The process governs identification, investigation and remediation of sites and assignment of liability for cleanup to potentially responsible parties. This process is applied consistently and uniformly to all such sites and all such parties. Companies that are believed responsible for the contamination are treated similarly on a consistent, level playing field in the Superfund process. Singling out one company for special requirements by statute puts NH on a slippery slope where companies that use chemicals in their manufacturing processes can reasonably become concerned that they will be singled out for such legislative treatment should they discover a contamination problem.
Questions of Fairness Raised
Will the legislature see fit to involve itself in every contaminated site in similar fashion? If not, what will be the criteria by which the legislature will decide to involve itself, and how will those criteria be coherently codified? When the legislature does engage, what will be the basis for its remedial and liability decisions?
NHDES has the authority, responsibility, technical capacity and regulatory decision-making processes to manage contaminated sites in the state. When those regulations and processes are properly followed, sound, science-based remedial and liability decisions are made and implemented. This legislation takes that authority out of the NHDES’s hands and sets a precedent for management of such sites by legislative impulse.
Such a precedent introduces uncertainty in the minds of business leaders regarding the regulatory environment in which they operate when the governing rules may not be consistently and fairly applied.
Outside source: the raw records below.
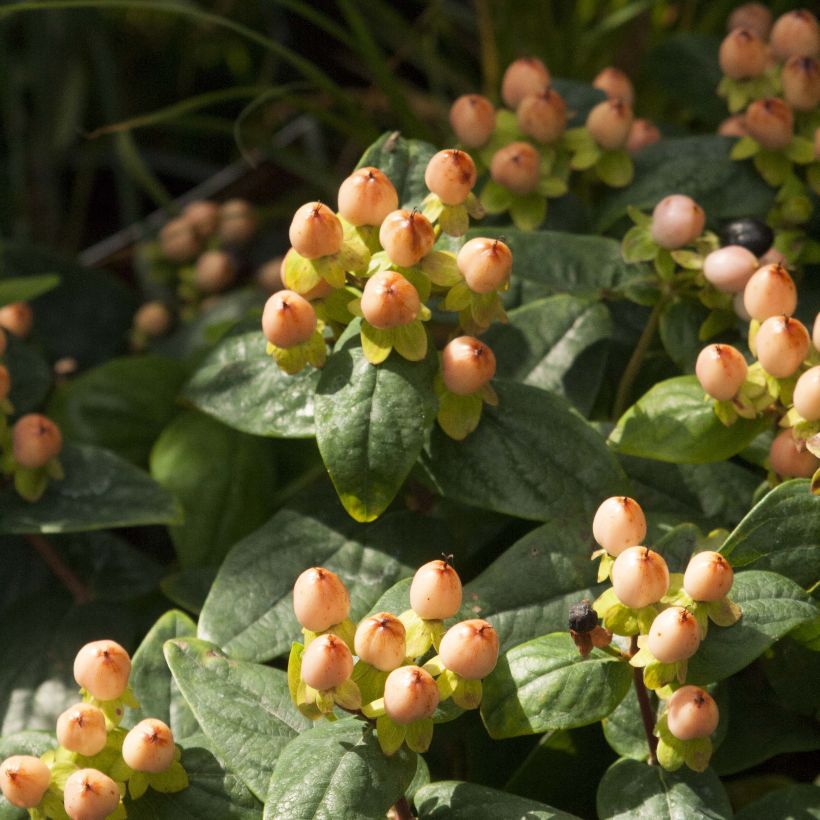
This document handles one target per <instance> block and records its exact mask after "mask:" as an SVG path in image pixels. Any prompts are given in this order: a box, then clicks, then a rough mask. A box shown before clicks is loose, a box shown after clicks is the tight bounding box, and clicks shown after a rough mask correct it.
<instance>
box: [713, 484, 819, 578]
mask: <svg viewBox="0 0 820 820" xmlns="http://www.w3.org/2000/svg"><path fill="white" fill-rule="evenodd" d="M720 552H722V553H723V555H725V556H726V558H728V559H729V561H730V562H731V564H732V566H734V567H745V566H750V565H751V566H753V567H754V568H755V569H766V570H771V571H772V572H779V573H780V574H781V575H785V576H786V577H787V578H791V579H792V580H793V581H795V582H797V583H798V584H800V586H803V587H809V586H811V585H812V584H813V583H815V582H816V581H817V578H818V575H820V498H819V497H818V496H816V495H812V493H811V492H810V491H809V481H808V480H806V479H795V480H793V481H785V482H783V483H782V484H779V485H778V486H777V487H775V488H774V489H773V490H772V491H771V492H769V493H767V494H766V495H765V496H763V498H762V499H761V500H760V501H759V502H758V503H757V504H756V505H755V506H754V507H753V508H752V509H751V510H750V511H749V514H748V515H747V516H746V517H745V518H744V519H743V520H742V521H741V522H740V524H738V525H737V527H736V528H735V529H734V531H733V532H732V534H731V535H730V536H729V537H728V538H727V539H726V541H725V542H724V544H723V546H722V547H721V548H720Z"/></svg>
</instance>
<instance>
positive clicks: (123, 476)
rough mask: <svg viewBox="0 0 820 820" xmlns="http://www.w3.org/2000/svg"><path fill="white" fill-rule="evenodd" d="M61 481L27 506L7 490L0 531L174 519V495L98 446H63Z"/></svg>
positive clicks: (78, 528)
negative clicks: (34, 502)
mask: <svg viewBox="0 0 820 820" xmlns="http://www.w3.org/2000/svg"><path fill="white" fill-rule="evenodd" d="M60 462H61V463H62V465H63V468H64V469H65V478H64V479H63V480H62V481H50V483H49V486H48V489H47V490H46V492H45V494H44V495H43V497H42V498H41V499H40V500H39V501H37V502H36V503H34V504H32V503H31V502H29V501H24V500H23V499H22V498H20V497H19V496H18V495H17V494H16V493H14V492H12V491H11V490H10V489H7V490H6V491H5V492H3V493H2V494H0V532H7V533H8V532H18V533H26V532H44V533H49V532H51V533H54V532H77V531H79V530H97V529H106V528H108V527H134V526H140V525H144V524H169V523H172V522H174V521H177V520H178V519H179V508H178V506H177V504H176V503H175V502H174V499H173V498H172V497H171V496H170V495H169V494H168V493H167V492H166V491H165V490H163V489H162V487H160V486H159V485H158V484H157V483H156V482H155V481H153V480H152V479H151V478H150V477H149V476H148V475H146V474H145V473H143V472H142V470H138V469H137V468H136V467H134V466H133V465H131V464H129V463H128V462H127V461H123V460H122V459H121V458H119V457H118V456H115V455H114V454H113V453H110V452H108V451H107V450H102V449H100V448H99V447H90V446H88V445H83V446H77V445H73V444H66V445H64V447H63V450H62V452H61V453H60Z"/></svg>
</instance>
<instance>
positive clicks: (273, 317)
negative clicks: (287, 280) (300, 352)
mask: <svg viewBox="0 0 820 820" xmlns="http://www.w3.org/2000/svg"><path fill="white" fill-rule="evenodd" d="M315 330H316V311H315V310H314V309H313V305H311V304H310V302H308V300H307V299H305V298H304V297H303V296H300V295H299V294H298V293H295V292H294V291H292V290H280V291H279V292H278V293H274V294H273V296H271V297H270V298H269V299H268V301H267V302H265V308H264V310H263V311H262V332H263V333H264V334H265V338H266V339H267V340H268V341H269V342H270V343H271V344H272V345H275V346H276V347H282V348H288V347H295V346H296V345H299V344H303V343H304V342H306V341H308V339H310V338H311V337H312V336H313V333H314V331H315Z"/></svg>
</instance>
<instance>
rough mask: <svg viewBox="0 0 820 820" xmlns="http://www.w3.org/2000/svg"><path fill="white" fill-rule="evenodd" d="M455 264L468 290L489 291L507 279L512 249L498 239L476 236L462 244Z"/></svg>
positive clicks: (507, 279) (511, 264) (511, 258)
mask: <svg viewBox="0 0 820 820" xmlns="http://www.w3.org/2000/svg"><path fill="white" fill-rule="evenodd" d="M456 264H457V265H458V269H459V271H460V272H461V275H462V276H463V277H464V281H465V282H466V283H467V287H469V288H470V290H472V291H473V292H475V293H490V292H492V291H494V290H498V288H500V287H502V286H503V285H504V284H506V282H507V281H508V280H509V278H510V274H511V272H512V251H511V250H510V248H509V246H508V245H506V244H505V243H504V242H502V241H501V240H500V239H489V238H484V237H476V238H475V239H470V240H468V241H467V242H465V243H464V245H462V247H461V249H460V250H459V252H458V255H457V256H456Z"/></svg>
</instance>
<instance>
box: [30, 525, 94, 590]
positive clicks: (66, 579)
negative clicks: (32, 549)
mask: <svg viewBox="0 0 820 820" xmlns="http://www.w3.org/2000/svg"><path fill="white" fill-rule="evenodd" d="M26 541H28V542H29V544H31V546H32V547H33V548H34V550H35V552H37V553H38V555H39V556H40V557H41V558H42V559H43V560H44V561H45V562H46V564H48V568H49V569H50V570H51V571H52V572H53V573H54V574H55V575H56V576H57V577H58V578H59V579H60V580H61V581H62V582H63V584H64V585H65V587H66V589H67V590H68V591H69V592H70V593H71V594H72V596H73V597H74V603H75V604H87V603H88V602H89V601H90V600H91V590H90V589H89V588H88V587H87V586H86V585H85V584H84V583H83V582H82V581H81V580H80V579H79V578H78V577H77V576H76V575H75V574H74V570H72V569H71V567H69V566H68V564H66V563H65V561H63V559H62V558H61V557H60V555H59V553H58V552H57V550H55V549H54V547H52V546H51V544H50V543H49V542H48V541H47V540H46V539H45V538H43V536H42V535H38V534H37V533H29V534H28V535H26Z"/></svg>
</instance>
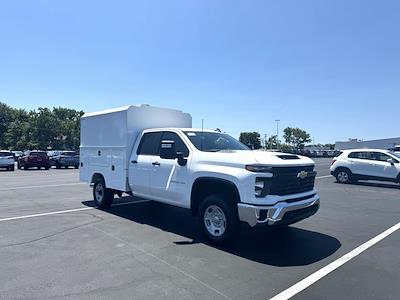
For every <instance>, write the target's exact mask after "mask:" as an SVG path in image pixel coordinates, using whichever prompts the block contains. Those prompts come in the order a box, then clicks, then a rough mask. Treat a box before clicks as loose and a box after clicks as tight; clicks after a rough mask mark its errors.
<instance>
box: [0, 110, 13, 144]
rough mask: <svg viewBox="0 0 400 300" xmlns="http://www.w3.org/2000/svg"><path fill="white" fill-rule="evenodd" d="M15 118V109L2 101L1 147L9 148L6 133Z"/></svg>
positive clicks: (0, 122)
mask: <svg viewBox="0 0 400 300" xmlns="http://www.w3.org/2000/svg"><path fill="white" fill-rule="evenodd" d="M13 120H14V110H13V109H12V108H11V107H10V106H8V105H7V104H5V103H2V102H0V148H2V149H4V148H7V144H6V143H5V134H6V131H7V129H8V126H9V125H10V123H11V122H12V121H13Z"/></svg>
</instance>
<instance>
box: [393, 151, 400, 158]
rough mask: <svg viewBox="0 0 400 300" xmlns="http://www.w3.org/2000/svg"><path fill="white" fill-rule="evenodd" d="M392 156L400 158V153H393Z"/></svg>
mask: <svg viewBox="0 0 400 300" xmlns="http://www.w3.org/2000/svg"><path fill="white" fill-rule="evenodd" d="M392 154H393V155H394V156H396V157H398V158H400V152H393V153H392Z"/></svg>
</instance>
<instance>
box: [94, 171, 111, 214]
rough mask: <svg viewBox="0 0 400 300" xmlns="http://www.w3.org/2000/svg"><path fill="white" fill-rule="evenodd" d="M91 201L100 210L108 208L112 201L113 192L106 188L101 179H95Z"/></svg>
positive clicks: (110, 190) (105, 185) (110, 205)
mask: <svg viewBox="0 0 400 300" xmlns="http://www.w3.org/2000/svg"><path fill="white" fill-rule="evenodd" d="M93 200H94V203H95V204H96V205H97V206H98V207H100V208H107V207H110V206H111V204H112V203H113V201H114V191H112V190H110V189H107V188H106V184H105V182H104V179H103V178H99V179H97V180H96V181H95V183H94V186H93Z"/></svg>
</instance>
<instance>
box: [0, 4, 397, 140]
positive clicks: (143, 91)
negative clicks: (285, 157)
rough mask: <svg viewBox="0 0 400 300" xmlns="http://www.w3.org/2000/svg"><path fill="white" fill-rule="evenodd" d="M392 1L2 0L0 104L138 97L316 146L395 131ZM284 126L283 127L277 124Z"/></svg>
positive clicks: (138, 103) (225, 127)
mask: <svg viewBox="0 0 400 300" xmlns="http://www.w3.org/2000/svg"><path fill="white" fill-rule="evenodd" d="M399 11H400V1H362V0H360V1H349V0H347V1H339V0H335V1H329V0H326V1H317V0H314V1H295V0H293V1H281V0H280V1H267V0H262V1H234V0H231V1H215V0H213V1H211V0H210V1H205V0H201V1H190V0H182V1H171V0H168V1H38V0H36V1H2V3H1V4H0V101H3V102H6V103H7V104H9V105H11V106H14V107H19V108H26V109H34V108H37V107H39V106H42V107H43V106H46V107H53V106H63V107H71V108H75V109H82V110H84V111H88V112H89V111H96V110H101V109H105V108H112V107H117V106H123V105H127V104H141V103H148V104H151V105H155V106H163V107H172V108H177V109H181V110H184V111H186V112H190V113H191V114H192V116H193V121H194V122H193V125H194V126H195V127H200V126H201V119H202V118H204V120H205V127H207V128H211V129H213V128H217V127H218V128H221V129H223V130H224V131H226V132H229V133H231V134H232V135H234V136H236V137H237V136H238V135H239V133H240V132H241V131H259V132H260V133H262V134H264V133H265V134H268V135H271V134H274V133H275V132H276V125H275V122H274V120H275V119H281V122H280V127H281V129H282V128H284V127H286V126H295V127H301V128H303V129H306V130H307V131H309V132H310V133H311V135H312V137H313V138H314V140H315V142H317V143H327V142H334V141H336V140H346V139H347V138H349V137H357V138H361V139H372V138H386V137H397V136H400V122H399V120H400V18H399V17H398V14H399ZM280 134H282V133H280Z"/></svg>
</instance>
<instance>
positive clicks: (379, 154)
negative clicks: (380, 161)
mask: <svg viewBox="0 0 400 300" xmlns="http://www.w3.org/2000/svg"><path fill="white" fill-rule="evenodd" d="M391 158H392V157H390V156H389V155H387V154H385V153H382V152H371V160H377V161H384V162H387V161H388V159H391ZM392 159H393V158H392Z"/></svg>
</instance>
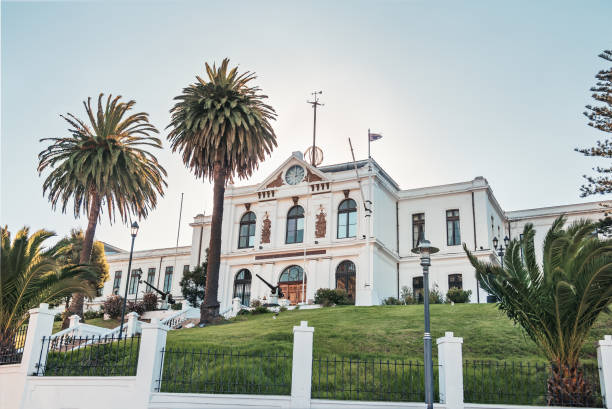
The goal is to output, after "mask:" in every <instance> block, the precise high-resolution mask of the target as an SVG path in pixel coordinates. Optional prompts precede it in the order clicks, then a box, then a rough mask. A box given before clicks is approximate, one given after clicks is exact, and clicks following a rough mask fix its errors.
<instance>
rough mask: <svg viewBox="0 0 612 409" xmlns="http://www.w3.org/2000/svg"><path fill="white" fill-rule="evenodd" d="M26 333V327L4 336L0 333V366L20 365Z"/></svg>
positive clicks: (21, 327) (7, 333) (27, 327)
mask: <svg viewBox="0 0 612 409" xmlns="http://www.w3.org/2000/svg"><path fill="white" fill-rule="evenodd" d="M27 333H28V326H27V325H22V326H21V327H19V328H17V329H16V330H15V331H10V332H7V333H5V334H1V333H0V365H10V364H19V363H21V356H22V355H23V347H24V345H25V339H26V335H27Z"/></svg>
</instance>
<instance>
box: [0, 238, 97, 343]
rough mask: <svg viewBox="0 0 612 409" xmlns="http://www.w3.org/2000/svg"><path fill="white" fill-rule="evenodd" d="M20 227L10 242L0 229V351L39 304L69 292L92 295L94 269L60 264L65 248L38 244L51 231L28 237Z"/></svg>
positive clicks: (95, 276) (54, 300)
mask: <svg viewBox="0 0 612 409" xmlns="http://www.w3.org/2000/svg"><path fill="white" fill-rule="evenodd" d="M29 233H30V231H29V229H28V228H27V227H24V228H23V229H21V230H19V231H18V232H17V234H16V235H15V239H14V240H13V241H12V242H11V234H10V233H9V231H8V228H7V227H3V228H2V229H1V235H2V243H1V246H2V252H1V255H0V350H6V348H11V347H12V340H13V335H14V333H15V331H16V330H17V329H18V328H19V327H21V326H22V325H23V324H24V323H25V321H26V320H27V319H28V310H29V309H31V308H36V307H38V305H39V304H40V303H43V302H46V303H54V302H57V301H58V300H61V299H62V298H63V297H65V296H67V295H69V294H71V293H80V294H85V295H88V296H94V295H95V288H94V287H93V286H92V285H91V281H92V280H94V281H95V279H96V277H97V272H96V271H95V269H94V268H92V267H90V266H83V265H79V264H64V263H63V262H61V261H60V258H61V257H62V256H63V254H64V253H65V252H66V251H67V250H68V248H67V247H66V246H64V245H61V244H58V245H55V246H53V247H51V248H50V249H43V247H42V245H43V243H44V242H45V240H47V239H48V238H50V237H52V236H55V234H54V233H53V232H49V231H46V230H39V231H37V232H35V233H34V234H32V235H31V236H29Z"/></svg>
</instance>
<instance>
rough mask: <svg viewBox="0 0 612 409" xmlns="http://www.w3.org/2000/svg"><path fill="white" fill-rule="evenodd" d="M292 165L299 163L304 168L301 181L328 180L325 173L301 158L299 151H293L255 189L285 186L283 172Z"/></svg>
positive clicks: (299, 152)
mask: <svg viewBox="0 0 612 409" xmlns="http://www.w3.org/2000/svg"><path fill="white" fill-rule="evenodd" d="M293 165H300V166H302V167H303V168H304V171H305V172H304V173H305V175H304V180H303V181H302V182H301V183H304V182H305V183H310V182H320V181H328V178H327V176H326V175H325V173H323V172H321V171H320V170H319V169H317V168H316V167H314V166H312V165H311V164H310V163H308V162H306V161H305V160H304V159H303V158H302V156H301V152H294V153H293V155H291V156H290V157H288V158H287V159H286V160H285V161H284V162H283V163H282V164H281V165H280V166H279V167H278V168H276V170H275V171H274V172H272V173H271V174H270V176H268V177H267V178H266V179H265V180H264V181H263V182H262V183H261V184H259V186H257V191H262V190H267V189H275V188H279V187H281V186H287V182H286V180H285V177H284V176H285V172H286V171H287V170H288V169H289V168H291V167H292V166H293Z"/></svg>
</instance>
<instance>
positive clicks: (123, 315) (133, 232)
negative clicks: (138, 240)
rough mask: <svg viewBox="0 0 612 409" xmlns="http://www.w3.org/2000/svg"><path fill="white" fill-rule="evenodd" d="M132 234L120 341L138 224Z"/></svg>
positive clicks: (120, 333)
mask: <svg viewBox="0 0 612 409" xmlns="http://www.w3.org/2000/svg"><path fill="white" fill-rule="evenodd" d="M130 230H131V234H132V247H130V261H129V262H128V275H127V281H126V282H125V296H124V297H123V309H122V310H121V326H120V328H119V339H121V337H122V336H123V320H124V318H125V304H126V303H127V288H128V287H129V285H130V270H131V269H132V255H133V253H134V240H135V239H136V235H137V234H138V223H136V222H134V223H132V227H131V229H130Z"/></svg>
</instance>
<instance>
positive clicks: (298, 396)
mask: <svg viewBox="0 0 612 409" xmlns="http://www.w3.org/2000/svg"><path fill="white" fill-rule="evenodd" d="M313 334H314V328H313V327H309V326H308V322H307V321H302V322H301V324H300V326H299V327H298V326H295V327H293V366H292V369H291V407H292V408H296V409H308V408H310V388H311V382H312V338H313Z"/></svg>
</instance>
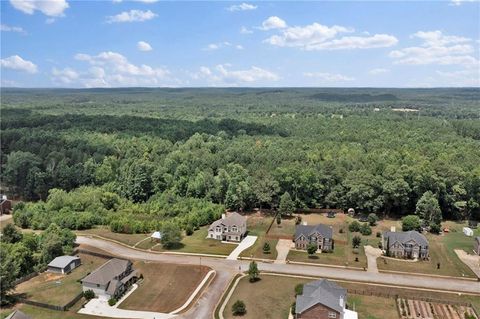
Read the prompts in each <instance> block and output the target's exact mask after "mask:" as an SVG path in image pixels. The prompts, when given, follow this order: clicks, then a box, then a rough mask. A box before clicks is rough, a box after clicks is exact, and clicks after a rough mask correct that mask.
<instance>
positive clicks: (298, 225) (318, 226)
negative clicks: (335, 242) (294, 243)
mask: <svg viewBox="0 0 480 319" xmlns="http://www.w3.org/2000/svg"><path fill="white" fill-rule="evenodd" d="M314 232H319V233H320V234H321V235H322V236H323V237H324V238H332V236H333V231H332V228H331V227H330V226H327V225H323V224H318V225H297V228H296V229H295V239H297V238H298V237H299V236H300V235H304V236H305V237H308V236H309V235H310V234H312V233H314Z"/></svg>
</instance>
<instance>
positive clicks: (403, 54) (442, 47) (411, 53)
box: [389, 30, 479, 67]
mask: <svg viewBox="0 0 480 319" xmlns="http://www.w3.org/2000/svg"><path fill="white" fill-rule="evenodd" d="M412 38H416V39H420V40H422V43H421V44H420V46H414V47H407V48H403V49H400V50H394V51H391V52H390V53H389V56H390V57H391V58H392V59H394V60H395V63H396V64H411V65H426V64H438V65H463V66H466V67H467V66H474V65H478V63H479V61H478V60H477V59H476V58H475V57H474V56H472V54H473V53H474V48H473V46H472V45H471V42H472V41H471V39H468V38H464V37H459V36H450V35H444V34H443V33H442V32H441V31H438V30H437V31H426V32H425V31H419V32H417V33H415V34H413V35H412Z"/></svg>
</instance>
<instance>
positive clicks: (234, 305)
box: [232, 300, 247, 316]
mask: <svg viewBox="0 0 480 319" xmlns="http://www.w3.org/2000/svg"><path fill="white" fill-rule="evenodd" d="M246 313H247V308H246V307H245V303H244V302H243V301H241V300H237V301H235V303H234V304H233V305H232V314H233V315H234V316H243V315H244V314H246Z"/></svg>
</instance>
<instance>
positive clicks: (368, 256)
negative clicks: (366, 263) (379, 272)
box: [364, 245, 382, 273]
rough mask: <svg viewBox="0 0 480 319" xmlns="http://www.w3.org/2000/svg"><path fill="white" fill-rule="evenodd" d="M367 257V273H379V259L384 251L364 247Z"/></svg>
mask: <svg viewBox="0 0 480 319" xmlns="http://www.w3.org/2000/svg"><path fill="white" fill-rule="evenodd" d="M364 248H365V255H366V256H367V271H368V272H373V273H378V267H377V258H378V257H380V256H381V255H382V250H381V249H379V248H373V247H372V246H370V245H367V246H364Z"/></svg>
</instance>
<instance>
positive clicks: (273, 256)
mask: <svg viewBox="0 0 480 319" xmlns="http://www.w3.org/2000/svg"><path fill="white" fill-rule="evenodd" d="M272 220H273V217H272V216H264V215H260V214H256V215H251V216H248V219H247V229H248V235H253V236H257V237H258V238H257V241H256V242H255V244H253V246H252V247H250V248H248V249H246V250H245V251H243V252H242V253H241V254H240V256H241V257H252V256H253V257H254V258H263V259H276V258H277V250H276V249H275V247H276V246H277V242H278V239H275V238H268V237H267V236H266V233H267V229H268V227H269V226H270V224H271V223H272ZM273 227H276V225H273V226H272V228H273ZM266 242H268V243H269V244H270V254H264V253H263V245H264V244H265V243H266Z"/></svg>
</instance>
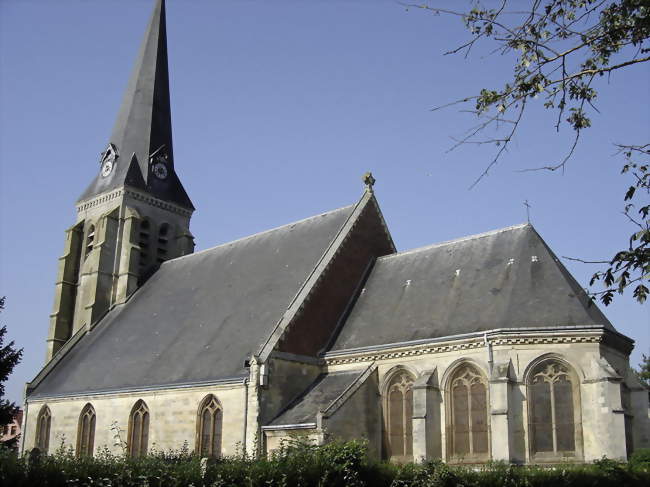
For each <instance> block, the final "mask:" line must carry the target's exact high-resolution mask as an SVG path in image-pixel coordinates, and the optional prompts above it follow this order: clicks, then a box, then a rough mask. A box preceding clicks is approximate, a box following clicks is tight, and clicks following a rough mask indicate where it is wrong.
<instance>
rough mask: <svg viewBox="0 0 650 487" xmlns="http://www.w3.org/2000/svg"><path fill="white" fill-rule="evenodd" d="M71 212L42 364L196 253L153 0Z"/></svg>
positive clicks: (167, 69) (159, 14) (162, 41)
mask: <svg viewBox="0 0 650 487" xmlns="http://www.w3.org/2000/svg"><path fill="white" fill-rule="evenodd" d="M76 207H77V218H76V222H75V223H74V225H72V226H71V227H70V228H69V229H68V230H66V239H65V249H64V252H63V256H62V257H60V258H59V268H58V273H57V280H56V289H55V297H54V307H53V310H52V314H51V315H50V331H49V335H48V339H47V357H46V360H47V361H49V360H50V359H51V358H52V357H53V356H54V354H56V352H57V351H58V350H59V349H60V348H61V347H62V346H63V345H64V344H65V342H66V341H67V340H68V339H70V337H71V336H72V335H74V334H75V333H76V332H77V331H79V330H80V329H81V328H83V327H84V326H88V327H92V326H94V325H95V323H97V322H98V321H99V320H100V319H101V318H102V316H103V315H104V314H105V313H106V312H107V311H108V310H109V309H110V308H112V307H113V306H114V305H117V304H121V303H124V302H125V301H126V300H127V299H128V298H129V297H130V296H131V294H133V292H135V291H136V289H137V288H138V287H139V286H140V285H142V284H143V283H144V282H145V281H146V280H147V279H148V278H149V277H150V276H151V275H152V274H153V273H154V272H155V271H156V270H157V269H158V267H159V266H160V265H161V264H162V263H163V262H164V261H166V260H169V259H173V258H175V257H179V256H182V255H186V254H189V253H192V252H193V251H194V237H193V236H192V234H191V233H190V229H189V226H190V218H191V216H192V213H193V211H194V206H193V205H192V202H191V201H190V198H189V196H188V195H187V193H186V192H185V189H184V188H183V185H182V184H181V182H180V179H179V178H178V176H177V174H176V170H175V167H174V150H173V144H172V124H171V108H170V98H169V73H168V66H167V31H166V18H165V1H164V0H156V4H155V7H154V11H153V14H152V16H151V20H150V22H149V26H148V28H147V31H146V33H145V36H144V40H143V41H142V46H141V47H140V52H139V54H138V58H137V61H136V65H135V68H134V71H133V74H132V75H131V79H130V80H129V84H128V86H127V89H126V93H125V95H124V99H123V102H122V106H121V108H120V111H119V114H118V117H117V120H116V122H115V125H114V127H113V132H112V134H111V137H110V139H109V141H108V144H107V146H106V148H105V149H104V151H103V152H102V153H101V156H100V158H99V161H98V163H97V174H96V176H95V177H94V179H93V180H92V182H91V183H90V185H89V186H88V188H87V189H86V190H85V191H84V192H83V194H82V195H81V196H80V198H79V200H78V201H77V203H76Z"/></svg>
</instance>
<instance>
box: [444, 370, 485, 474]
mask: <svg viewBox="0 0 650 487" xmlns="http://www.w3.org/2000/svg"><path fill="white" fill-rule="evenodd" d="M448 401H449V409H448V413H449V421H448V428H447V431H448V435H449V448H450V457H451V458H452V459H453V460H456V461H483V460H487V458H488V457H489V453H490V447H489V435H488V414H487V413H488V408H487V406H488V402H487V380H486V378H485V377H484V376H483V374H481V372H480V371H479V370H478V369H477V368H476V367H474V366H473V365H470V364H467V365H463V366H462V367H460V368H458V370H457V371H456V372H455V373H454V375H453V376H452V377H451V379H450V381H449V392H448Z"/></svg>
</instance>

This concern is amplified by what appears to be a developing pattern in recent years of the legislature usurping NHDES regulatory responsibilities and setting aside established regulatory practices and processes in favor of its own judgment as occurred in setting the PFAS MCL by statute.
I strongly recommend that the NHDES be trusted to fulfill its statutory responsibility to manage sites contaminated by PFAS, as well as any other toxic substances. Taking this path will avoid politically induced regulatory uncertainty that will make it difficult for businesses to rationally assess their regulatory obligations and risks. Most businesses agree that NHDES effectively manages environmental issues in an even-handed manner. Legislative interference in its assigned function will increase uncertainty for businesses, which will not be helpful to the general economy.
John Gilbert, president of Synchrony Advisors, is a member of the Business & Industry Association (BIA) of NH’s executive board. The BIA (biaofnh.com) endorses his arguments in this column.